I am a researcher in robotics and embodied AI, working on long-horizon memory, 3D perception, and interaction-driven scene understanding for mobile manipulators. I currently work in the Interactive Perception & Robot Learning Lab at Stanford University, mentored by Professor Jeannette Bohg and Dr. Cherie Ho.
Previously, I graduated cum laude from Columbia University with a B.S. in Computer Science, where I worked on zero-shot task understanding and evaluation for long-horizon tasks under the guidance of Professor Shuran Song.
Email: anuva.banwasi@gmail.com
Developing a persistent, object-centric memory system linking RGB-D perception with adaptive task planning for mobile manipulators. Built a real-time scene-graph that synchronizes perception, action, and memory, updating as the robot explores and interacts with its environment. Leveraged VLMs grounded with physical awareness to predict object affordances and choose appropriate motion primitives for interaction. Testing in Mujoco/IsaacSim and real-world experiments with TidyBot.
Previously built a dexterous grasp evaluation pipeline using 3D Gaussian Splatting. Designed custom VQ-VAE architecture to compress 3DGS into latent codes and trained a multi-headed evaluator predicting grasp success, collisions, and stability, achieving 95.1% grasp success rate in simulation, surpassing BPS/NeRF baselines.
Built an emotion-aware conversational AI system combining ASR, prosodic features, and LLM reasoning to detect sudden emotion shifts from neutral or happy to sad or anger. Multimodal fusion of transcripts, audio embeddings, and dialogue context. Trained on 150+ IEMOCAP videos (~10GB), improving accuracy from ~40% to 78%.
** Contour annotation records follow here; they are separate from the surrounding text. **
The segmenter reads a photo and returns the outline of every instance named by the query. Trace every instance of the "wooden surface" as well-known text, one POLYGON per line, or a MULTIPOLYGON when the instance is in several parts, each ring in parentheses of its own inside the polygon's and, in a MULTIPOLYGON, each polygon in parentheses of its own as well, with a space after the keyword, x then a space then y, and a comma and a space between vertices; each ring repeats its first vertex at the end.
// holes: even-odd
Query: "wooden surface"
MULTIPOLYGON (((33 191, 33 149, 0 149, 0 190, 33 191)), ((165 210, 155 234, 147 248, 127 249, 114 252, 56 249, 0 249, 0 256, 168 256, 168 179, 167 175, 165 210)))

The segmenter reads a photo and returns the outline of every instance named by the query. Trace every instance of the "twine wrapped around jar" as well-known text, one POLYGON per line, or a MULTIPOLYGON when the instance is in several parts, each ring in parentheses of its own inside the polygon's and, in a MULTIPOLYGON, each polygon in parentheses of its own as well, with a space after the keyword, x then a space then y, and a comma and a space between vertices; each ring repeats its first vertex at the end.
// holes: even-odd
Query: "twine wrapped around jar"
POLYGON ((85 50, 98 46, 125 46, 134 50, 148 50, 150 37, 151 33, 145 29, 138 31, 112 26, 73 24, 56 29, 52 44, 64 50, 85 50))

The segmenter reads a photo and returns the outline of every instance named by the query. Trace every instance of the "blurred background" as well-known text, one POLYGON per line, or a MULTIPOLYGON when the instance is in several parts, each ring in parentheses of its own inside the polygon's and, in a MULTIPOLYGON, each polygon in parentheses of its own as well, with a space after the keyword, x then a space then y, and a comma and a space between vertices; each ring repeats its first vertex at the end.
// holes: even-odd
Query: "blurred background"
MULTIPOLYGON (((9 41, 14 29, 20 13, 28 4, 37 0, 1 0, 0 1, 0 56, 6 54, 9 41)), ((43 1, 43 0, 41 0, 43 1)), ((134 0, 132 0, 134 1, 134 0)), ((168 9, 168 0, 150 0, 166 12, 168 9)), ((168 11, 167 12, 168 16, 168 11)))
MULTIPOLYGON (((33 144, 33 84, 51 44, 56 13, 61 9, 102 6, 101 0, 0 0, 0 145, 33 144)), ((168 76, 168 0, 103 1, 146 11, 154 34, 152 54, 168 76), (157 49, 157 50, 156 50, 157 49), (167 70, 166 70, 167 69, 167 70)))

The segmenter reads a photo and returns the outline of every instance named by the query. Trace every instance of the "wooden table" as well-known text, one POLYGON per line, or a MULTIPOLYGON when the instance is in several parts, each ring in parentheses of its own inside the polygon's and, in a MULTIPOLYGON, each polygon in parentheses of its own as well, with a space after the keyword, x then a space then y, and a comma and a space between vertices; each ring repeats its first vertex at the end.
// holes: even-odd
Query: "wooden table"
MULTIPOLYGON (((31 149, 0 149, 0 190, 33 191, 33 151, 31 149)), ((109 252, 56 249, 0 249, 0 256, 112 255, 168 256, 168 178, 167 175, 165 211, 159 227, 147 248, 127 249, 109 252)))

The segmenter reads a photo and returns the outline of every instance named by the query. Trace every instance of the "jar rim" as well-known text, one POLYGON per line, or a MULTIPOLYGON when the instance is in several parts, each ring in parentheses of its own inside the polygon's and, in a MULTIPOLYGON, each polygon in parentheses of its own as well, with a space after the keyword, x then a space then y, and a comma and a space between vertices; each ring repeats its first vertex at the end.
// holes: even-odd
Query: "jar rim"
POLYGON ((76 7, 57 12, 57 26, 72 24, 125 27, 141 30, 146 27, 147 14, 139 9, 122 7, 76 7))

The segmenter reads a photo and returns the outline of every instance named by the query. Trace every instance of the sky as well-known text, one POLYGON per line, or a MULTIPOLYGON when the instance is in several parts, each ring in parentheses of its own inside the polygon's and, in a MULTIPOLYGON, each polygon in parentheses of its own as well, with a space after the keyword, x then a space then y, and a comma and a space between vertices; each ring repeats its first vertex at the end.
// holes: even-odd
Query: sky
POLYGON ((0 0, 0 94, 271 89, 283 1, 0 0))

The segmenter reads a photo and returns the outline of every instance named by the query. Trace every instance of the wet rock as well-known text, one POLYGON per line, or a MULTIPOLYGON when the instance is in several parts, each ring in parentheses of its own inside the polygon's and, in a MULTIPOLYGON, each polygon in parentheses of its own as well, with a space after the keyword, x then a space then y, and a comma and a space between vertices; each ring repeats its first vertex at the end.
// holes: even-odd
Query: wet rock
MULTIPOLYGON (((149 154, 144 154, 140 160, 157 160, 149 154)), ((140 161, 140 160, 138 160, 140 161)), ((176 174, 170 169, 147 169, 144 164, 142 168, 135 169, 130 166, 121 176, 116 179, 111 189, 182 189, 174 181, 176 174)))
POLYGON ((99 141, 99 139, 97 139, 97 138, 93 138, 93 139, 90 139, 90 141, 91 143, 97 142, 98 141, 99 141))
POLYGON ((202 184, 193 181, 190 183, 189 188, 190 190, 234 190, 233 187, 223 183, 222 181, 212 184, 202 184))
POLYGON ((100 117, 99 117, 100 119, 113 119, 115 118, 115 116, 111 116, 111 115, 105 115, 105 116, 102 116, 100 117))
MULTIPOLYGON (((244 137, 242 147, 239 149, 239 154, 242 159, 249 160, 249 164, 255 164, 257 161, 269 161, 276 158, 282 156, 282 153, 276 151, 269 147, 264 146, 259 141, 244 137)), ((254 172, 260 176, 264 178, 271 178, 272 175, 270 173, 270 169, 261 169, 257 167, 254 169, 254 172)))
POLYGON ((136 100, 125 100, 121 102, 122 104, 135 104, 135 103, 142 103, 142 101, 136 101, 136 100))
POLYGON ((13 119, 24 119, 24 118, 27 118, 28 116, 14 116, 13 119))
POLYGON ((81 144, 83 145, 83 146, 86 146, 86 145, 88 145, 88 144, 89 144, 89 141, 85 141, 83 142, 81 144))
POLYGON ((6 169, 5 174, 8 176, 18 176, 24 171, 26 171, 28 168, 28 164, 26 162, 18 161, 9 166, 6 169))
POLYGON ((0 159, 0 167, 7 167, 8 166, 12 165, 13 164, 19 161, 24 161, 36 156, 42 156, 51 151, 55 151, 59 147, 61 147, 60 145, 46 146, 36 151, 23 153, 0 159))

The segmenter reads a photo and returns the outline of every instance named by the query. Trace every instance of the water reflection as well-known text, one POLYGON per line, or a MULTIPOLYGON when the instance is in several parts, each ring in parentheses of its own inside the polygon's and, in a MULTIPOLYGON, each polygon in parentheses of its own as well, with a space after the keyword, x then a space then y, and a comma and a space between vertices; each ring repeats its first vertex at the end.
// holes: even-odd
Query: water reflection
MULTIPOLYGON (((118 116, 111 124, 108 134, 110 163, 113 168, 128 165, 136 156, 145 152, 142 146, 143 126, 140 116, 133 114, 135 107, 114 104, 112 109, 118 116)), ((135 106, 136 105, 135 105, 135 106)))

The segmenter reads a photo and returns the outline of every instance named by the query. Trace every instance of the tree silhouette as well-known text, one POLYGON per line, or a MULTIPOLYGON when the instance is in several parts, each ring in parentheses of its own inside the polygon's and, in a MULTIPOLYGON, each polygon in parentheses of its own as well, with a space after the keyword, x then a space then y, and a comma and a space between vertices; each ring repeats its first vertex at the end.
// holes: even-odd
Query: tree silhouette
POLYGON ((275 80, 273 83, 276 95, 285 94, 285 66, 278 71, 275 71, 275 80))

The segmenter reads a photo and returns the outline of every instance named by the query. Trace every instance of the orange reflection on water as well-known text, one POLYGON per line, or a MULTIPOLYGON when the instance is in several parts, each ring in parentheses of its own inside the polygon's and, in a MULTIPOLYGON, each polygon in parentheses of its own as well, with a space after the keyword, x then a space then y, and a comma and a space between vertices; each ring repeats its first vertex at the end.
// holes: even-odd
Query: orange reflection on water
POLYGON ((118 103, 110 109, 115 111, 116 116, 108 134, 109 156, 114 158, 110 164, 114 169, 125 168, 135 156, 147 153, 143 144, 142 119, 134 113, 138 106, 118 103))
Led a team of 4 researchers to build zero-shot learning framework that assesses step-by-step task execution for long-horizon tasks. Algorithm describes predicted step outcome with LLM, evaluates video data against language outcome description with VLM, and assesses incremental progress with custom scoring metric. Achieved ~95% accuracy across diverse household and kitchen tasks. First-author publication at International Conference for Robotics and Computer Vision (ICRCV) 2023.
Built vector autoregression models to forecast EV adoption using policy incentives and charging infrastructure data. Produced a first-author publication at ITISE 2024.
Designed a NeRF-inspired model that learns robot kinematics from single-view video by predicting occupancy from 3D coordinates and joint angles. Used PyBullet-derived camera intrinsics to reconstruct 3D geometry from 2D single-view data.